I have been viewing the DSL ref and the delegation strategy of Groovy, I know the
DependencyHandler is passed to the closure as the closure’s delegate so that the closure could invoke
add() method of the
DependencyHandler , but I don’t know where does the
implementation come from(is it a function of Project class or something, I’m confused with this syntax), I’m new to Gradle.
What you have there is techincally a Groovy script, yes.
You can think of it like method calls and property accesses, yes, as that is how it is implemented.
But actually a Gradle build script is intended to be a custom DSL and should be declarative.
Groovy is an extremely dynamic language with duck-typing and possibilities to handle method calls and property accesses on non-existing methods and properties through meta-programming.

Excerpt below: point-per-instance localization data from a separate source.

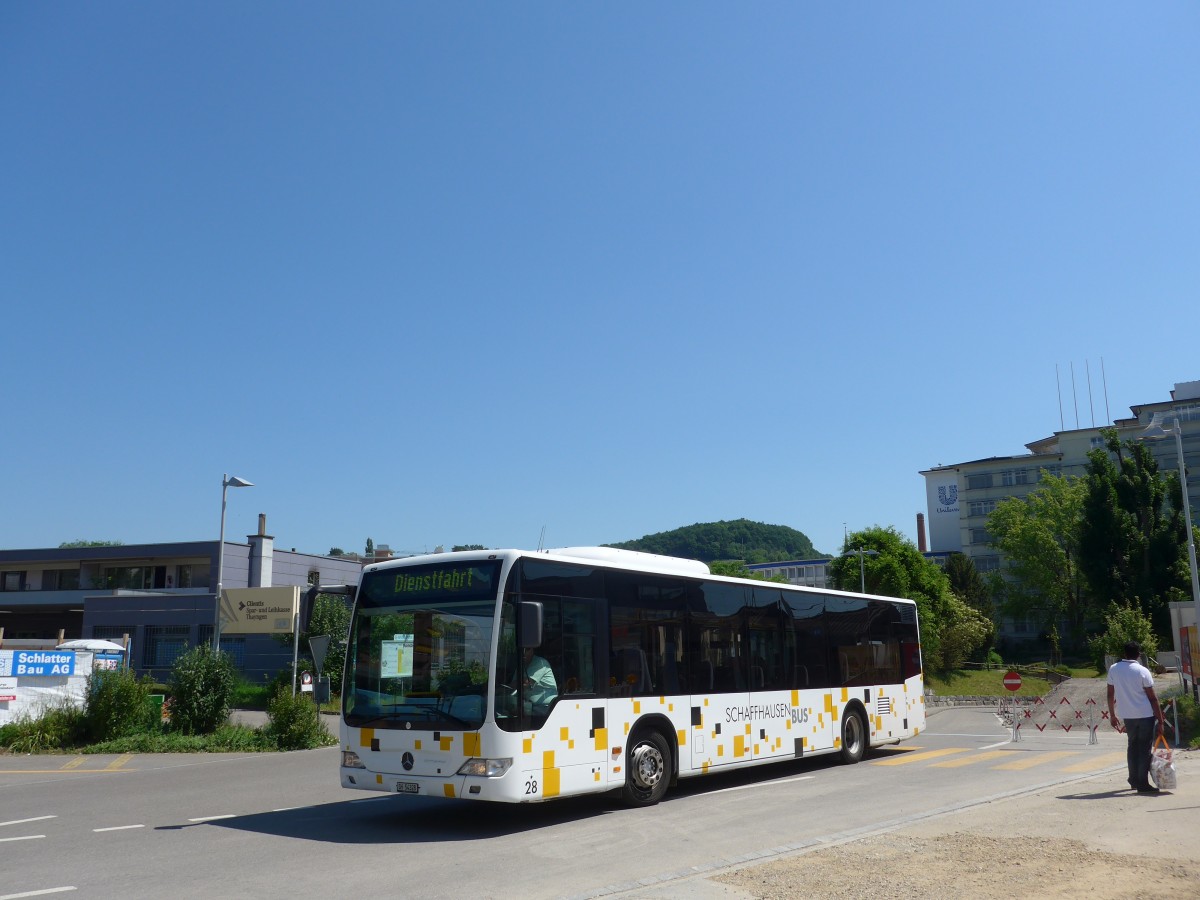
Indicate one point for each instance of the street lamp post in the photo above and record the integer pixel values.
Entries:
(862, 567)
(1156, 431)
(226, 484)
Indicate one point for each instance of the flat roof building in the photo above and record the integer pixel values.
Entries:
(161, 595)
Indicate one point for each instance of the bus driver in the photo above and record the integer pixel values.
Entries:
(539, 683)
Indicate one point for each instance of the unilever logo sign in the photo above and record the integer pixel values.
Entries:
(948, 498)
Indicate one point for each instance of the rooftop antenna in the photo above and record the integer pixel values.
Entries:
(1057, 384)
(1105, 383)
(1091, 409)
(1074, 396)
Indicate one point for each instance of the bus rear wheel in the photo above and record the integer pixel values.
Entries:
(647, 768)
(853, 737)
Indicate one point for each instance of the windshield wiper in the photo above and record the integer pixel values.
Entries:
(427, 712)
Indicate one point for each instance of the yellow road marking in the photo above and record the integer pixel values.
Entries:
(119, 762)
(921, 756)
(59, 772)
(1035, 759)
(1097, 762)
(971, 760)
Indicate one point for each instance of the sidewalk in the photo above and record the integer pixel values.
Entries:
(1091, 838)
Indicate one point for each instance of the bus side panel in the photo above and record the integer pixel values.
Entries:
(569, 754)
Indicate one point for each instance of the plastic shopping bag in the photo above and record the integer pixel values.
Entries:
(1162, 766)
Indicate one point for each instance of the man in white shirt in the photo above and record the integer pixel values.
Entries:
(1132, 696)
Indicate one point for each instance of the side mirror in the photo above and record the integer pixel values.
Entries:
(309, 598)
(531, 616)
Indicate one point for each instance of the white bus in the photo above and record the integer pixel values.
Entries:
(520, 676)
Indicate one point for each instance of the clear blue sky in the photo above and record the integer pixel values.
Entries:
(454, 273)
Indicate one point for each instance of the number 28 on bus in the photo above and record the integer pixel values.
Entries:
(520, 676)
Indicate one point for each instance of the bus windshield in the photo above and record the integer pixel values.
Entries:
(419, 645)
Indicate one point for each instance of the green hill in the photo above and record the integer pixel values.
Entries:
(739, 539)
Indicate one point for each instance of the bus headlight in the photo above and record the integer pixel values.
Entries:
(486, 768)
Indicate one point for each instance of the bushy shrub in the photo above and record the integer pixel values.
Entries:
(118, 705)
(202, 687)
(294, 724)
(57, 729)
(1189, 721)
(226, 739)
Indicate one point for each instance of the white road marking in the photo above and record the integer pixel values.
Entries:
(765, 784)
(22, 821)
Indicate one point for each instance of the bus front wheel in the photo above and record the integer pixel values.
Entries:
(648, 768)
(853, 737)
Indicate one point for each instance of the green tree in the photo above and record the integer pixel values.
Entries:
(1122, 623)
(972, 588)
(951, 630)
(738, 539)
(1039, 534)
(1132, 540)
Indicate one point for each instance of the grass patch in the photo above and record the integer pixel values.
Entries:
(226, 739)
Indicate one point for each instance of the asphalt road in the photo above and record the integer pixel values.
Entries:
(280, 826)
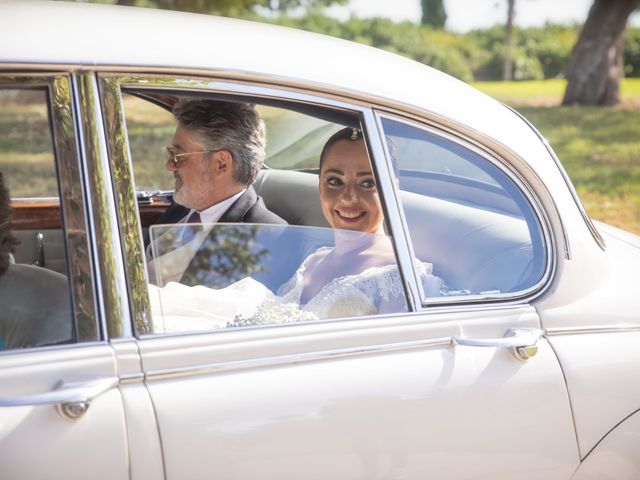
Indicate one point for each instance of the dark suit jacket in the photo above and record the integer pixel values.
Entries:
(248, 208)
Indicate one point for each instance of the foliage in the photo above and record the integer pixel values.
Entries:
(632, 53)
(227, 7)
(433, 13)
(598, 146)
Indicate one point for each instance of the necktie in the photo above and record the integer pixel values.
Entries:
(191, 226)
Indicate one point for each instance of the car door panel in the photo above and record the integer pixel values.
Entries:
(599, 400)
(616, 456)
(36, 441)
(360, 402)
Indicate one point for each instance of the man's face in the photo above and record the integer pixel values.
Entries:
(194, 174)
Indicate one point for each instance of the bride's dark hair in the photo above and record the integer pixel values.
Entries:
(355, 134)
(7, 241)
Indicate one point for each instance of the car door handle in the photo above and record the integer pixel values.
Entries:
(72, 399)
(522, 342)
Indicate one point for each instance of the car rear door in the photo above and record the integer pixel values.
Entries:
(61, 412)
(436, 392)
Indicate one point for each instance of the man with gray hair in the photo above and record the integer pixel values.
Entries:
(216, 153)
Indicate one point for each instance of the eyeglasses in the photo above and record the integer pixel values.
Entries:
(175, 158)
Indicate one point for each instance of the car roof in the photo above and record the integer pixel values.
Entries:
(107, 36)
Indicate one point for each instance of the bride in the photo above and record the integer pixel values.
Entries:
(358, 276)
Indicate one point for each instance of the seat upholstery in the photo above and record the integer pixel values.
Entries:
(470, 248)
(36, 307)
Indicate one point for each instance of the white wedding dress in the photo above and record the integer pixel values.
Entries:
(178, 308)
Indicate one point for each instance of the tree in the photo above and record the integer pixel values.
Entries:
(433, 13)
(507, 65)
(596, 66)
(238, 7)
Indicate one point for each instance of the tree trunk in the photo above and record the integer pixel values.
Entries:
(596, 65)
(507, 65)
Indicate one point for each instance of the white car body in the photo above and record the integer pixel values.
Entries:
(394, 396)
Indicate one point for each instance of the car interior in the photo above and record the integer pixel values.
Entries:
(480, 236)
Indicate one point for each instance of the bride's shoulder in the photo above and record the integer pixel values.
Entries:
(316, 257)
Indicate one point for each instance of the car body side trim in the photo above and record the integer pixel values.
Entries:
(296, 358)
(557, 331)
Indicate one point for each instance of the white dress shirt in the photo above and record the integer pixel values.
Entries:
(168, 256)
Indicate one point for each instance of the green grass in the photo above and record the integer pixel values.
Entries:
(598, 146)
(547, 93)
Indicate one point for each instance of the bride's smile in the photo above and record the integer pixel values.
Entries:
(348, 193)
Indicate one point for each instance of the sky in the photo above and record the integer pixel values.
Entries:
(464, 15)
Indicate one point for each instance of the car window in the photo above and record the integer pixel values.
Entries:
(465, 215)
(253, 270)
(244, 275)
(34, 287)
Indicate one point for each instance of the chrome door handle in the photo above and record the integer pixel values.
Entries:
(522, 342)
(72, 399)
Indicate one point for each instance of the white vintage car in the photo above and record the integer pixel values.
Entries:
(525, 364)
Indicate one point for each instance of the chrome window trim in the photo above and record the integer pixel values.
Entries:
(598, 238)
(126, 204)
(503, 166)
(394, 214)
(68, 164)
(34, 199)
(297, 358)
(110, 277)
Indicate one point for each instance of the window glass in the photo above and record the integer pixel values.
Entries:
(27, 151)
(465, 215)
(300, 243)
(34, 290)
(248, 274)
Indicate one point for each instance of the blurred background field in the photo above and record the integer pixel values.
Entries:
(598, 146)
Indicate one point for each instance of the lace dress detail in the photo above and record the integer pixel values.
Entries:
(375, 290)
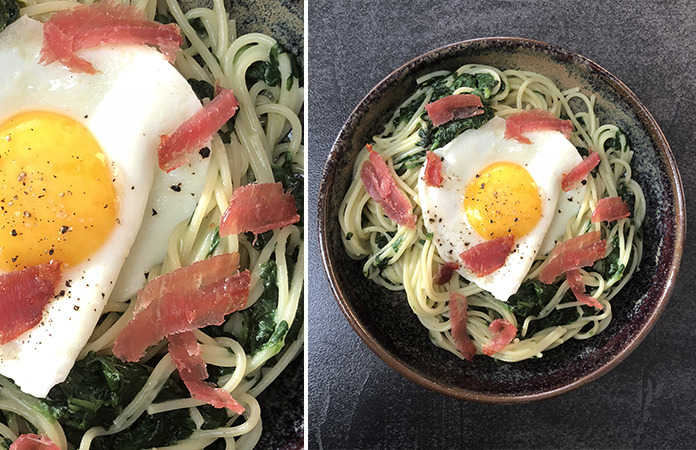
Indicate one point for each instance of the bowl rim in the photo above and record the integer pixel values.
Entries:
(402, 368)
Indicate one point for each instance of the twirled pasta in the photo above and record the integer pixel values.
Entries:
(399, 258)
(267, 130)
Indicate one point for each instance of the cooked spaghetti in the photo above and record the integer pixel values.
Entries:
(399, 258)
(264, 145)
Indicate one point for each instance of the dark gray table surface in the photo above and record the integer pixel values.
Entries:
(355, 400)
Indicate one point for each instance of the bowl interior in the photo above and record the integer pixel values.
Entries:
(383, 318)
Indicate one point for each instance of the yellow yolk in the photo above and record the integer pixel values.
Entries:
(503, 199)
(58, 200)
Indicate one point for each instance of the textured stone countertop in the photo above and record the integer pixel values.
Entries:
(355, 400)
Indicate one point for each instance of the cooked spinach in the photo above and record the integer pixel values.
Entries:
(269, 71)
(612, 268)
(9, 12)
(202, 88)
(198, 27)
(97, 390)
(435, 137)
(555, 318)
(532, 297)
(405, 113)
(261, 330)
(627, 196)
(214, 243)
(292, 181)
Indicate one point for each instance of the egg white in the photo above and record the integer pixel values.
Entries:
(548, 157)
(136, 97)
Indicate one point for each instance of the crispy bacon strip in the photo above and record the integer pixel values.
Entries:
(31, 441)
(574, 278)
(575, 253)
(258, 208)
(534, 120)
(195, 133)
(23, 296)
(187, 279)
(484, 259)
(610, 209)
(104, 22)
(444, 273)
(457, 305)
(503, 333)
(180, 311)
(382, 188)
(580, 172)
(454, 107)
(185, 350)
(433, 170)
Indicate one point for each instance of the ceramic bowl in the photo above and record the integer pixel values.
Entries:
(383, 318)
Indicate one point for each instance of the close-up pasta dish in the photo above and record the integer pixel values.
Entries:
(502, 206)
(152, 269)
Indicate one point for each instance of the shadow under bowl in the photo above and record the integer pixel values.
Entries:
(383, 318)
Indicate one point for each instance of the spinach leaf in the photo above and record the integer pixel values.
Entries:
(530, 299)
(293, 183)
(435, 137)
(95, 392)
(627, 196)
(612, 268)
(198, 27)
(406, 112)
(9, 12)
(485, 82)
(202, 88)
(555, 318)
(269, 71)
(263, 71)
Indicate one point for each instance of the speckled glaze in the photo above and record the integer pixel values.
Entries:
(383, 318)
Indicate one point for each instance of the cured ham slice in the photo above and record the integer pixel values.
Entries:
(258, 208)
(433, 170)
(105, 22)
(503, 333)
(184, 351)
(33, 442)
(575, 253)
(176, 148)
(534, 120)
(580, 172)
(23, 296)
(574, 278)
(187, 279)
(610, 209)
(457, 305)
(380, 185)
(484, 259)
(176, 312)
(454, 107)
(444, 273)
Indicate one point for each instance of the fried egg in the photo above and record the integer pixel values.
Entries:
(494, 187)
(77, 160)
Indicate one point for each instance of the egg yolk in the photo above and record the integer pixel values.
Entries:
(503, 199)
(58, 200)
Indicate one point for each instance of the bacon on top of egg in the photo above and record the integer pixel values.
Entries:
(494, 187)
(78, 153)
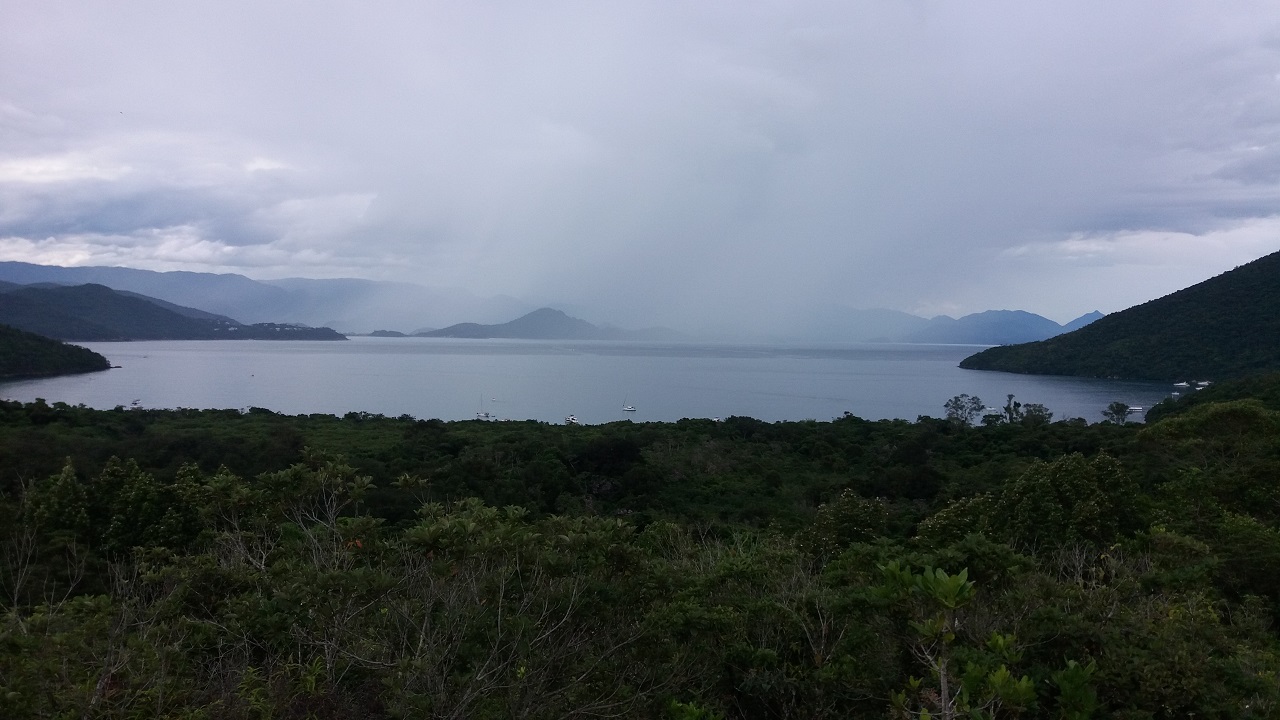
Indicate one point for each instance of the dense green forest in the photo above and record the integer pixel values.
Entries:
(28, 355)
(1224, 327)
(97, 313)
(227, 564)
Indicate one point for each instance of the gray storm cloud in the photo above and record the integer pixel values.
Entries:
(703, 165)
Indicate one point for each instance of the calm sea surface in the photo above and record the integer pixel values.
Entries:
(453, 379)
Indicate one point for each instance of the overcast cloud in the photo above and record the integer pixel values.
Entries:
(693, 164)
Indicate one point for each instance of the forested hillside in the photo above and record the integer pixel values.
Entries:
(97, 313)
(1228, 326)
(28, 355)
(225, 564)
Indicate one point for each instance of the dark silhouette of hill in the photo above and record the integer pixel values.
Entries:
(547, 323)
(356, 305)
(97, 313)
(1228, 326)
(28, 355)
(1082, 320)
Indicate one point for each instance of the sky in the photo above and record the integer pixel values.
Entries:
(696, 164)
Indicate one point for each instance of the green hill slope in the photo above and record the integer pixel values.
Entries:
(97, 313)
(1224, 327)
(28, 355)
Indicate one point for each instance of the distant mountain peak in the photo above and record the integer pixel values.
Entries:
(1223, 327)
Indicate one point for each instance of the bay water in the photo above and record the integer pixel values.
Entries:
(456, 379)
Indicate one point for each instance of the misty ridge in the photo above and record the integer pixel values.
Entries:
(361, 306)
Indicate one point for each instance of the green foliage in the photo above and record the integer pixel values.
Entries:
(963, 409)
(1224, 327)
(695, 569)
(1118, 413)
(28, 355)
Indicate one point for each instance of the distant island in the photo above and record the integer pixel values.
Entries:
(1228, 326)
(547, 323)
(28, 355)
(91, 313)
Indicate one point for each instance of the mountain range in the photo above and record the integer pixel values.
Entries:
(97, 313)
(28, 355)
(362, 306)
(547, 323)
(1224, 327)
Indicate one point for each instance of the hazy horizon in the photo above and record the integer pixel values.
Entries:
(702, 167)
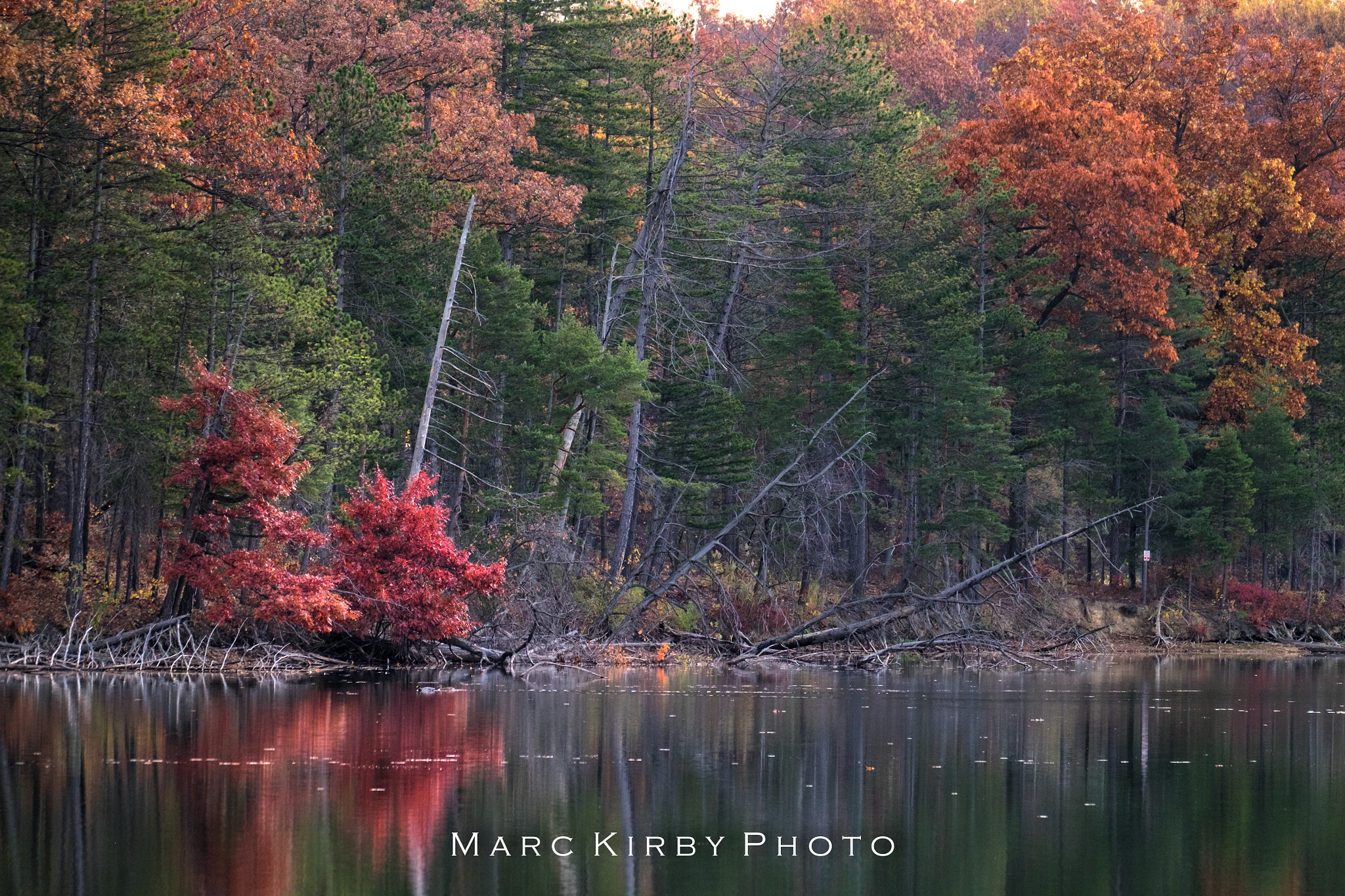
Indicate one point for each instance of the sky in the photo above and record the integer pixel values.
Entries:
(741, 9)
(747, 9)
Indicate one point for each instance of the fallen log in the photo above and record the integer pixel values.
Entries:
(843, 633)
(1314, 648)
(135, 633)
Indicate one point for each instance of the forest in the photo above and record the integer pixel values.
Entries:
(879, 323)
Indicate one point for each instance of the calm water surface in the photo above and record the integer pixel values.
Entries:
(1146, 777)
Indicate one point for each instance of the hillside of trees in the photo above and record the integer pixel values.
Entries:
(824, 313)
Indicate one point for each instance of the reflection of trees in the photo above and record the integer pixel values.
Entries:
(269, 794)
(362, 788)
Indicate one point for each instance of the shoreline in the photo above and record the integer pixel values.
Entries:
(594, 657)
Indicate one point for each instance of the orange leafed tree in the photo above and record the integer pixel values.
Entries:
(1102, 198)
(1250, 161)
(255, 68)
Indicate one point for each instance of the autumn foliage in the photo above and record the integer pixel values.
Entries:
(396, 570)
(236, 547)
(407, 576)
(1157, 139)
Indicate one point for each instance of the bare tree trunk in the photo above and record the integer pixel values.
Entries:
(649, 249)
(79, 486)
(437, 359)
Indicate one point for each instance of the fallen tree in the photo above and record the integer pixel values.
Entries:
(799, 637)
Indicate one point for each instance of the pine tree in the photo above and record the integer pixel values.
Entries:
(1279, 476)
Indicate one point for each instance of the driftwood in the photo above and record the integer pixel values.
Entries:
(135, 633)
(795, 639)
(1314, 648)
(692, 562)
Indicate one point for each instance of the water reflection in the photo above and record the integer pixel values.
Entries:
(1174, 777)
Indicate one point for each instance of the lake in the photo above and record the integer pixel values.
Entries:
(1114, 777)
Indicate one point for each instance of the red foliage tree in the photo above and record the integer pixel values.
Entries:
(236, 548)
(407, 575)
(1264, 608)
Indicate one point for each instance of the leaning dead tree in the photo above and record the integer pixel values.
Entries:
(801, 637)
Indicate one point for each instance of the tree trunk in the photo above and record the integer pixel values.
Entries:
(79, 486)
(437, 359)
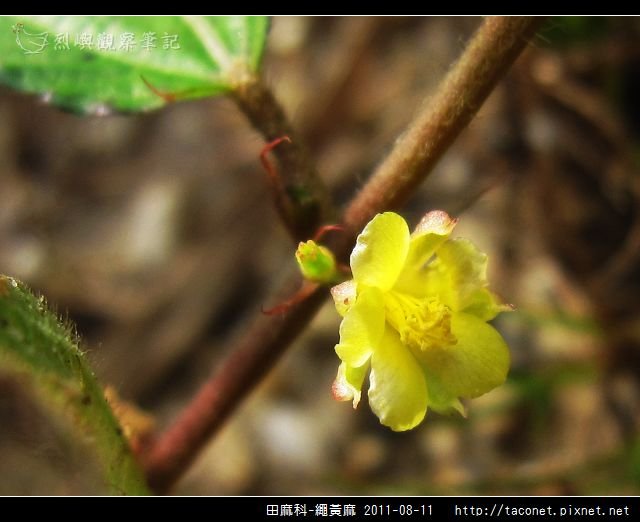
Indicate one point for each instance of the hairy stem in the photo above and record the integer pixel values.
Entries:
(494, 47)
(301, 197)
(488, 56)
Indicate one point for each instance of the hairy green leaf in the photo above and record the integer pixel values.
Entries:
(44, 352)
(95, 64)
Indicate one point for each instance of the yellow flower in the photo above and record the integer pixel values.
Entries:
(415, 318)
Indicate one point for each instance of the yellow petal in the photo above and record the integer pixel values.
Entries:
(348, 383)
(476, 364)
(397, 390)
(344, 295)
(381, 251)
(362, 328)
(432, 231)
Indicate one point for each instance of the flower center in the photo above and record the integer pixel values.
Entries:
(421, 322)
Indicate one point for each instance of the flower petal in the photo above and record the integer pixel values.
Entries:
(380, 251)
(348, 383)
(432, 231)
(397, 391)
(476, 364)
(362, 328)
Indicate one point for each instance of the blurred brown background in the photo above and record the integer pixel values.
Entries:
(156, 235)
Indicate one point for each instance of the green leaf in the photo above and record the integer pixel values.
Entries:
(216, 54)
(44, 353)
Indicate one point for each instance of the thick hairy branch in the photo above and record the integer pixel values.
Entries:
(488, 56)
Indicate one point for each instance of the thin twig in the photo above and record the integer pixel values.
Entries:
(486, 59)
(303, 205)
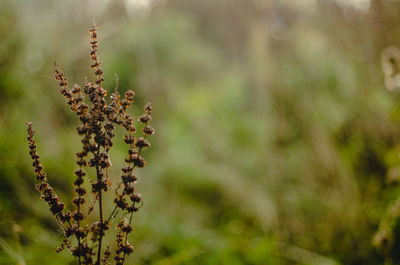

It is the Groovy magic that Gradle employs, that you can use any configuration that is added to the project as a “method call” in the
dependencies block to add dependencies to it.
My personal recommendation is, to not bother with the Groovy DSL at all, but to use the Kotlin DSL.
With that you immediately get type-safe build scripts with an amazingly better IDE support.
As I know,
dependencies is a method of
project, because when I do
println project.metaClass.methods.name, the terminal shows me all its method include
dependencies, but there is no
implementation method, I’m really confused with it.
implementation is not a method on
Project but on
And even if you list the methods of the meta class of that object, it will not necessarily be listed.
As I said already, Groovy is a very dynamic language where you can do AST rewriting during compilation, add or change methods using meta classes, but also handle calls to non-existing methods or propertyaccesses which will not be listable in any way as their handling can be purely dynamic.
That deep dark Groovy magic you shouldn’t care about just to understand Gradle.
If you want to understand it, you should instead concentrate on learning about Groovy actually.
And as already said, I strongly recommend you use Kotlin DSL, there all methods are really methods, because Kotlin DSL is also very flexible, but not as dynamic and duck-typed as Groovy, but there all methods must exist at compile time.